Henri Gervex (1852-1929). “Une soirée au Pré-Catelan”, 1909. (A l’extérieur, Anna Gould et Hélie de Talleyrand-Perigord. A l’intérieur, 1ère baie, à droite : Marquis de Dion. Baie au centre : Liane de Pougy. Baie à gauche : Santos-Dumont). Paris, musée Carnavalet.
  1. October 9, 2022 at 2:21 pm

    Your love of Proust is a beacon which will one day lead me to read him, the whole lot. I’d better hurry, I’m getting old.

    Like

    • October 9, 2022 at 10:08 pm

      It’s never too late to start and how wonderful it is. You won’t regret it.

      Like

  2. October 9, 2022 at 2:57 pm

    Ah, yes, what a beautiful conclusion to your odyssey with Proust. I need to reread him and this time all in the original.

    Like

    • October 9, 2022 at 10:09 pm

      Thanks. There’s more to come with Jours de lecture and Proust by Beckett.

      Like

  3. October 9, 2022 at 3:34 pm

    Lovely, Emma – you encourage me to get on with my reading of him!

    Like

    • October 9, 2022 at 10:09 pm

      Thank! I hope you resume reading him. It’s great.

      Liked by 1 person

  4. October 9, 2022 at 5:10 pm

    Loved the review! I read In Search of Lost Time about twenty years ago; it took me most of a year to get through all the volumes (I did read other things in-between, but the focus and attention were on Proust). It was time that was incredibly well spent; some of the volumes I liked better than others but — what an enriching experience it was! I’ve actually thought about a re-read of, at the very least Swann’s Way, but put it off. Perhaps I’ll now be inspired by your enthusiasm!

    Like

    • October 9, 2022 at 10:10 pm

      Thanks! Do you remember the characters after all these years because I never forgot them.
      Swann’s Way is not my favorite, to be honest.

      Like

      • October 9, 2022 at 10:25 pm

        As I recall, my own favorite volume was The Guermantes Way. The ones I liked the least were The Prisoner and The Fugitive but . . . they were all great! As you say, the characters stay in the mind.

        Like

        • October 10, 2022 at 8:37 pm

          Same for me. I also liked In the Shadow of Young Girls in Flowers.

          Like

  5. October 10, 2022 at 12:13 pm

    Lovely review Emma. I found it so interesting that you could pick up where you left off as if there had been no gap at all.

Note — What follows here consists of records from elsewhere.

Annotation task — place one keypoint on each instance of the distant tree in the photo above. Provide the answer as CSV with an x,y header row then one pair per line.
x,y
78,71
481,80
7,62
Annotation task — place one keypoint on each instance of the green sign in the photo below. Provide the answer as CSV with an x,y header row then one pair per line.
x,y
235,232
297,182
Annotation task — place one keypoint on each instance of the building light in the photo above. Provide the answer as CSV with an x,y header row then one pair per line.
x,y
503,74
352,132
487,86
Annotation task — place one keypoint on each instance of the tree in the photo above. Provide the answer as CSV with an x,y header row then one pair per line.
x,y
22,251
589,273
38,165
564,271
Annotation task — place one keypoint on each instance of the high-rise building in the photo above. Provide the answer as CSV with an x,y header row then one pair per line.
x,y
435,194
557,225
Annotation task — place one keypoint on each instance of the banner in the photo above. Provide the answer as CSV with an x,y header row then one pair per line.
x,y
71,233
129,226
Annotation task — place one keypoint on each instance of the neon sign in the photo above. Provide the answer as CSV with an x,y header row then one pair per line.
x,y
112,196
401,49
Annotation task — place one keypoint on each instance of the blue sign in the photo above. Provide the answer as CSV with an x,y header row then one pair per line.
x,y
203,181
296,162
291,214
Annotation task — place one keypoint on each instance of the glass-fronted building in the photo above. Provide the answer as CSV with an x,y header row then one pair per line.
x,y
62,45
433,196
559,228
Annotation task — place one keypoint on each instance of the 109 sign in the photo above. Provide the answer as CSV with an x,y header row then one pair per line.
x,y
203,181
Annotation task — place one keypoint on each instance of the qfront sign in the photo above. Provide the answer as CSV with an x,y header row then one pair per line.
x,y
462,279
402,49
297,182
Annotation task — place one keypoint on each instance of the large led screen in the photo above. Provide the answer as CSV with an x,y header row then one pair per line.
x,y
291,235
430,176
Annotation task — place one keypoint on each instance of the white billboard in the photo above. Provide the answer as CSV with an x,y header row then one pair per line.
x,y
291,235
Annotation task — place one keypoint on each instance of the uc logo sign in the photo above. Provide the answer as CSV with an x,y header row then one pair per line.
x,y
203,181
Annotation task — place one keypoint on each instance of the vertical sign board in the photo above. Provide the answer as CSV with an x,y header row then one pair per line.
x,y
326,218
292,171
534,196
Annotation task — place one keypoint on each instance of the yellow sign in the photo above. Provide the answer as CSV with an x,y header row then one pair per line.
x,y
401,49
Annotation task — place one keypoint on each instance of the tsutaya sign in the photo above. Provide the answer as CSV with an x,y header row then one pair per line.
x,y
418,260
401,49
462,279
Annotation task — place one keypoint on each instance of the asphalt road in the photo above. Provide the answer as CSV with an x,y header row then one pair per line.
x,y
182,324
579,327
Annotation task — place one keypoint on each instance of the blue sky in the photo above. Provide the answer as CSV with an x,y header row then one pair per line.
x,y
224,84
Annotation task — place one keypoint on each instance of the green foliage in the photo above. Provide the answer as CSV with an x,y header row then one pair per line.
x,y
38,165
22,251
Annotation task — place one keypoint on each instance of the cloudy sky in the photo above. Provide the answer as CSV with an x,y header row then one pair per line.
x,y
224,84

I definitely want to read Proust, I find the prospect a bit overwhelming but you’ve definitely encouraged me.

    Like

    • October 10, 2022 at 8:39 pm

      It’s really really worth reading. Swann’s Way isn’t my favorite, it gets better in the second volume. (I’m not too fond of tortured love)

      Liked by 1 person

  6. October 10, 2022 at 12:42 pm

    This was lovely, Emma, and your choice of painting is just perfect.

    Like

    • October 10, 2022 at 8:40 pm

      Thanks Lisa. Paintings by Gervex illustrate that time very well.

      Liked by 1 person

  7. Vishy
    October 14, 2022 at 6:40 pm

    Beautiful love letter to In Search of Lost Time and Marcel Proust, Emma 😊 Inspired by your post, I hope to read atleast the first part this year. Thanks for sharing 😊

    Like

    • October 15, 2022 at 8:31 am

      Thanks Vishy! I hope I’ve convinced you to give Proust a try.

      Like

      • Vishy
        October 15, 2022 at 10:10 am

        Just took out the first part yesterday 😊 Hoping to get started soon. Thank you for inspiring me 😊

        Liked by 1 person

  8. October 21, 2022 at 10:01 pm

    I haven’t forgotten. My silence just means I’ve been reading the last three volumes in the past few months and now I’ve just finished them all! Thanks to you I got the heads up of this Nov. 18 being the 100th anniversary of Proust’s death. Thanks too because of your posts about Proust that I decided to finish read the book which I started in 2013! I’ll be gathering my thoughts, writing and posting about my reading journey of In Search of Lost Time at Ripple Effects in November. Again, thanks for the prodding, Emma. 🙂

    Like

    • October 22, 2022 at 10:10 pm

      Many many thanks for this very lovely comment. That gives worth to all the time I devote to writing billets.
      I’m looking forward to reading your thoughts about In Search of Lost Time.